In 2014 local metal detectorist David Bartholomew (along with colleagues) found 59 Edward I silver pennies near Drumelzier by the Tweed. The wider landscape here is rich in archaeological activity with sites from prehistory as well as the medieval site of Tinnis Castle built into an early medieval hillfort.
The coin hoard was reported through the appropriate channels and has been through the Treasure Trove process, meaning that it can be fully analysed and interpreted, and reported on in due course. While that is still in progress, Uncovering the Tweed recently worked with local participants to undertake geophysical survey in the environs of the coin findspot to better understand the context of the find. Do the coins represent a lost purse spread around by later ploughing or a more deliberate hidden deposit?
Resistivity survey is a technique that measures electrical resistance below the ground and is good at picking up sub-surface anomalies such as buried ditches (low resistance) and walls (high resistance).
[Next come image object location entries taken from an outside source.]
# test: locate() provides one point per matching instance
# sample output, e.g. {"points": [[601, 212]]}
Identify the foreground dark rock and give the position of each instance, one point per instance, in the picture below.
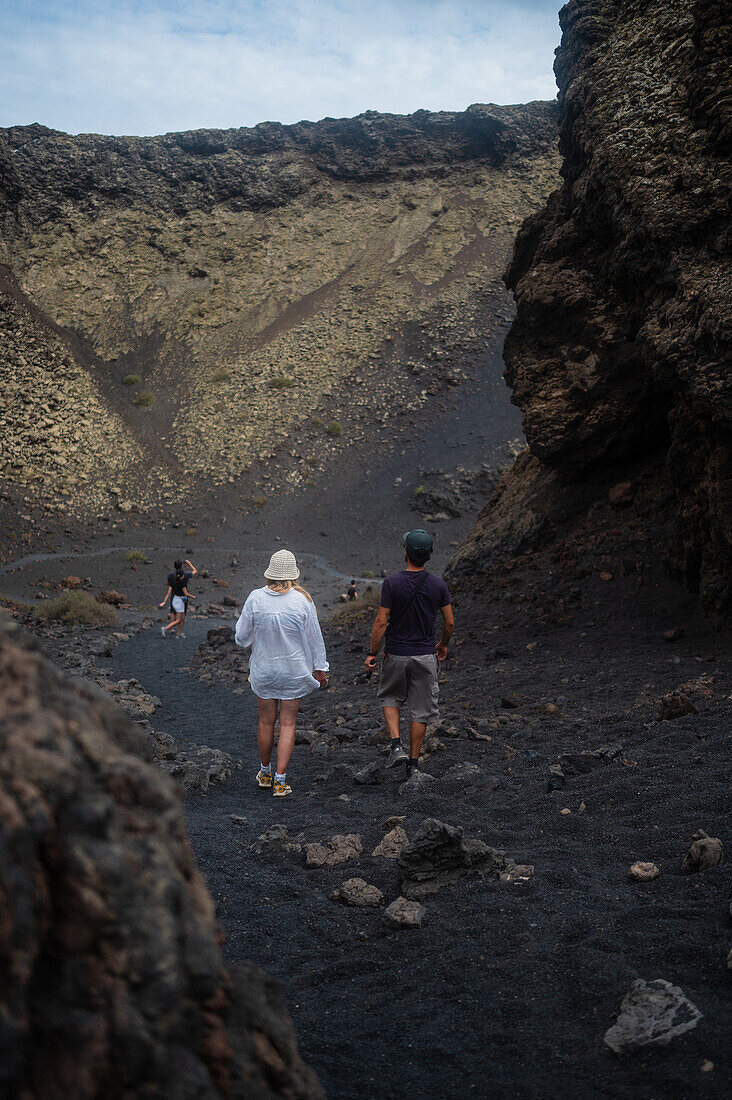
{"points": [[618, 356], [112, 979]]}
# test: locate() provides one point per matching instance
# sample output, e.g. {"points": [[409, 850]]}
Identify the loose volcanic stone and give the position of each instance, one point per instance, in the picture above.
{"points": [[392, 844], [359, 893], [675, 705], [643, 872], [404, 914], [703, 851], [439, 856], [418, 782], [652, 1014], [517, 875]]}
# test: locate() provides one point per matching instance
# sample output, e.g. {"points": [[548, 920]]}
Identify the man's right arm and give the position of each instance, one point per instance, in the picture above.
{"points": [[378, 633], [448, 629]]}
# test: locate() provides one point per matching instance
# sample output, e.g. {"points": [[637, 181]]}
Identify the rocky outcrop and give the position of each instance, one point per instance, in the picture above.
{"points": [[227, 296], [112, 982], [620, 348]]}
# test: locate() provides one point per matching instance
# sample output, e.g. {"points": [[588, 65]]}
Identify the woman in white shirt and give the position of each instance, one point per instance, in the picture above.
{"points": [[288, 660]]}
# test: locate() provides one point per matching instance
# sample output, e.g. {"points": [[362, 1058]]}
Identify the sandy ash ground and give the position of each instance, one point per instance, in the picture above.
{"points": [[507, 989]]}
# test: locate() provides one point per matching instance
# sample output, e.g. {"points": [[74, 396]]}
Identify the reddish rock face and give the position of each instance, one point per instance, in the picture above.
{"points": [[620, 348], [112, 980]]}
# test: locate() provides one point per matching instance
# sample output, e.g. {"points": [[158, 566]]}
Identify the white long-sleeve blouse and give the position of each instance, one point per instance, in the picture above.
{"points": [[284, 633]]}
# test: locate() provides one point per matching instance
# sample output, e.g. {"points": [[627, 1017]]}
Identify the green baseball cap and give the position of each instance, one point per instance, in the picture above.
{"points": [[417, 540]]}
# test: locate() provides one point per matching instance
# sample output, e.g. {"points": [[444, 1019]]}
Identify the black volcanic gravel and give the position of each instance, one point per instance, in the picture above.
{"points": [[506, 990]]}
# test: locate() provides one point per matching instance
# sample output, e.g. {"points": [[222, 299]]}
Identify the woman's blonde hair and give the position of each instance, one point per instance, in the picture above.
{"points": [[286, 585]]}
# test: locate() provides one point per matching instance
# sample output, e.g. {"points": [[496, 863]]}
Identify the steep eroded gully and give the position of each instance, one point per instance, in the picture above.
{"points": [[506, 990]]}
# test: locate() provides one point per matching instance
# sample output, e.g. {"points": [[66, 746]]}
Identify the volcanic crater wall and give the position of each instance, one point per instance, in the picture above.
{"points": [[620, 350], [250, 285]]}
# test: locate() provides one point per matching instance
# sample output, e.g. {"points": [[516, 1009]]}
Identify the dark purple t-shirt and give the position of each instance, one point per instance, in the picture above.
{"points": [[413, 634]]}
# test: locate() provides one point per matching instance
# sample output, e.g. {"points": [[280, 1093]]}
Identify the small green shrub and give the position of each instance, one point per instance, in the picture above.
{"points": [[78, 608]]}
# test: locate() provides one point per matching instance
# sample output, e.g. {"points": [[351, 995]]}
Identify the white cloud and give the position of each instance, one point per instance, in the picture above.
{"points": [[149, 67]]}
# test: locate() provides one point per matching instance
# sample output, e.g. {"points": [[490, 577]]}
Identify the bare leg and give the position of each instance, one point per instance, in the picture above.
{"points": [[288, 708], [392, 719], [265, 728], [417, 730]]}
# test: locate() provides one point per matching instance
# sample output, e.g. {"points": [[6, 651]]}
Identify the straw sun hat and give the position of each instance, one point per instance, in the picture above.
{"points": [[282, 567]]}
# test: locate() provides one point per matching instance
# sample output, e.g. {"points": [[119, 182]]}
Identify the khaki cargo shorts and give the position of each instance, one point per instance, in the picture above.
{"points": [[411, 681]]}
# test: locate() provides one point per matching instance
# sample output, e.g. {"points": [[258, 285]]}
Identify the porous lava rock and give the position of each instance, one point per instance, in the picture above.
{"points": [[112, 982], [652, 1014], [703, 851], [619, 353], [439, 856]]}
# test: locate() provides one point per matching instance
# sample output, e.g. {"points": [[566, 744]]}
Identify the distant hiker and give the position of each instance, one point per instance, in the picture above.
{"points": [[288, 660], [177, 592], [410, 602]]}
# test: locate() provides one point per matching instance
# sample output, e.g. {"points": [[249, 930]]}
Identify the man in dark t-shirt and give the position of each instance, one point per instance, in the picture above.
{"points": [[410, 602]]}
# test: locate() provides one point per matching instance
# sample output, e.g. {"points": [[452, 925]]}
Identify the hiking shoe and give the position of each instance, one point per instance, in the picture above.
{"points": [[396, 755]]}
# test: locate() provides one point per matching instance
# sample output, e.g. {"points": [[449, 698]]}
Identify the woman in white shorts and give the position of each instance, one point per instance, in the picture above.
{"points": [[178, 595], [287, 661]]}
Survey undertaken by participants over two days unfortunately did not pick up any anomalies that could represent buried archaeological structures, only geological variation including identification of a paleochannel probably relating to a watercourse nearby re-routed during more recent agricultural improvements. A negative result like this is still useful information, perhaps it indicates that the coins are not deposited within any formal structure, rather deposited in open pasture land, near a stream, sometime in the medieval period.